The United States on Thursday announced additional sanctions aimed at Russia over its continuing support for Ukraine's rebels and the 2014 annexation of Crimea.
The Treasury Department said in a statement that it had designated 37 new individuals and companies operating in Crimea and Ukraine for the sanctions list.
"Russia continues to provoke instability in eastern Ukraine despite its Minsk commitments," said John Smith, acting director of the Treasury's Office of Foreign Assets Control, in charge of levying sanctions.
"Treasury stands with our partners in condemning Russia's violation of international law, and we will continue to sanction those who threaten Ukraine's peace, security and sovereignty," he said.
According to the Treasury, the move followed the recent extension of European Union economic sanctions, and that together these steps demonstrated "continued international unity in opposing Russia's actions in Ukraine."
Russian companies, including construction firms PJSC Mostotrest and SGM-Most, were added to the U.S. list for their assistance in construction of a bridge from Russia to the Crimean Peninsula.
Russian engineering firm OMZ OAO was sanctioned for its connections to Gazprombank, which was itself sanctioned in 2014.
Several subsidiaries of Russian gas giant Gazprom were also added to the sanctions list.

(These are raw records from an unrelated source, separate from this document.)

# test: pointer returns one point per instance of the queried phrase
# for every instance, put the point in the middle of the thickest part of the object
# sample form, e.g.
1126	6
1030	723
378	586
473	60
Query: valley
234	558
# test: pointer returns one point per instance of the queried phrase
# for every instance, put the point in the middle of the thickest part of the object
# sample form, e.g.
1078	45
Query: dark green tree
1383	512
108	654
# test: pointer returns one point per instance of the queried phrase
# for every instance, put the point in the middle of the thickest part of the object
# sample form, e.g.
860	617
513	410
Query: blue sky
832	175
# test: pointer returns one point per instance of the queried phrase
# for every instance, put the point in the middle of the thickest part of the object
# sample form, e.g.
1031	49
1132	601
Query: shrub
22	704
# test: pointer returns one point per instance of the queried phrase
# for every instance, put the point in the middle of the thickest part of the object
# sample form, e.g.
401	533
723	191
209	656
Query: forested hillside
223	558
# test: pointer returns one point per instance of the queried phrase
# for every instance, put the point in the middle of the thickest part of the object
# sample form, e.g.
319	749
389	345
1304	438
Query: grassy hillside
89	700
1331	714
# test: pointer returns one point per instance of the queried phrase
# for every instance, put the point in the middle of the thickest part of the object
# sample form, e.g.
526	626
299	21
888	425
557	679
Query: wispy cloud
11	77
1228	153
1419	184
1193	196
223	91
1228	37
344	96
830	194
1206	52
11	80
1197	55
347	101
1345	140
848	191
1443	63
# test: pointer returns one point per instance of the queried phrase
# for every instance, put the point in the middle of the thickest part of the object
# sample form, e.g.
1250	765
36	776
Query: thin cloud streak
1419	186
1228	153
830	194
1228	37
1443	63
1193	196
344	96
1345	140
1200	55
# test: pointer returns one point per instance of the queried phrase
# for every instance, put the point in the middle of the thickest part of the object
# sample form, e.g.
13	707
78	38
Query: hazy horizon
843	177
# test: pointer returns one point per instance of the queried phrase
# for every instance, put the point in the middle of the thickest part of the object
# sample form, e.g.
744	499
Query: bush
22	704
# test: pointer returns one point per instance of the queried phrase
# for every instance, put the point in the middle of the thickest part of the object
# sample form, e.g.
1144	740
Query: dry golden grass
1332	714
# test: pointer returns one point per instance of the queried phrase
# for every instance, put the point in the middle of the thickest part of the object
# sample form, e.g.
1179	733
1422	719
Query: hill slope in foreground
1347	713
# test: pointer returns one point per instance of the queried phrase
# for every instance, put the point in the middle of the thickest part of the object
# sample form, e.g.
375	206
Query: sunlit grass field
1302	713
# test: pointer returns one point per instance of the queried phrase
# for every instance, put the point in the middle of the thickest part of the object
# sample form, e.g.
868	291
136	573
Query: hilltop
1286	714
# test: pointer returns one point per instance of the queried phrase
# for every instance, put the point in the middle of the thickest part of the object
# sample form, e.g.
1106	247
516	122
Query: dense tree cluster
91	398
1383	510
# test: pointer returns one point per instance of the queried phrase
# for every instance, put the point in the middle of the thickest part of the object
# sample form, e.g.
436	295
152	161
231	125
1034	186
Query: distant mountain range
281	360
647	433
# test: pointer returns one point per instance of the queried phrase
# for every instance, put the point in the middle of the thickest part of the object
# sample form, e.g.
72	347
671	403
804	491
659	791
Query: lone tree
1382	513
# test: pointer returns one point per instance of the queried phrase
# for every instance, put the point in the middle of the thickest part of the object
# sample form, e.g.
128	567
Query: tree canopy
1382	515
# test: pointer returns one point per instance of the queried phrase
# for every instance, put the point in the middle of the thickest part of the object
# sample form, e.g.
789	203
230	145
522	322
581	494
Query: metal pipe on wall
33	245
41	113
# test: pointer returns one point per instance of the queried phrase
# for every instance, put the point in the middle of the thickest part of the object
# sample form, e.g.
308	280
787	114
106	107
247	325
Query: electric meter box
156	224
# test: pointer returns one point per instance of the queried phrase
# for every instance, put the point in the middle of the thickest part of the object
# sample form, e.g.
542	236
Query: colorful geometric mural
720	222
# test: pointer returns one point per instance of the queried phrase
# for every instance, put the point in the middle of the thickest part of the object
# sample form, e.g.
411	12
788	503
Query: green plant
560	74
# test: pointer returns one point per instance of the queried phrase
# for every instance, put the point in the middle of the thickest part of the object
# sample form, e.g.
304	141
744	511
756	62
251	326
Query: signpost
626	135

Newly listed was CJSC ABR Management, an asset management firm closely linked to already-sanctioned Rossiya Bank, often called the personal bank of President Vladimir Putin and members of his closest circle.
Six officials of the self-proclaimed pro-Russian Donetsk People's Republic and Luhansk People's Republic in eastern Ukraine were entered into Treasury's list as well.
The U.S. also sanctioned 11 Crimean officials, including top ministers.
Russian officials have said in the past that sanctions levied over its actions in Ukraine have undermined efforts to resolve the conflict.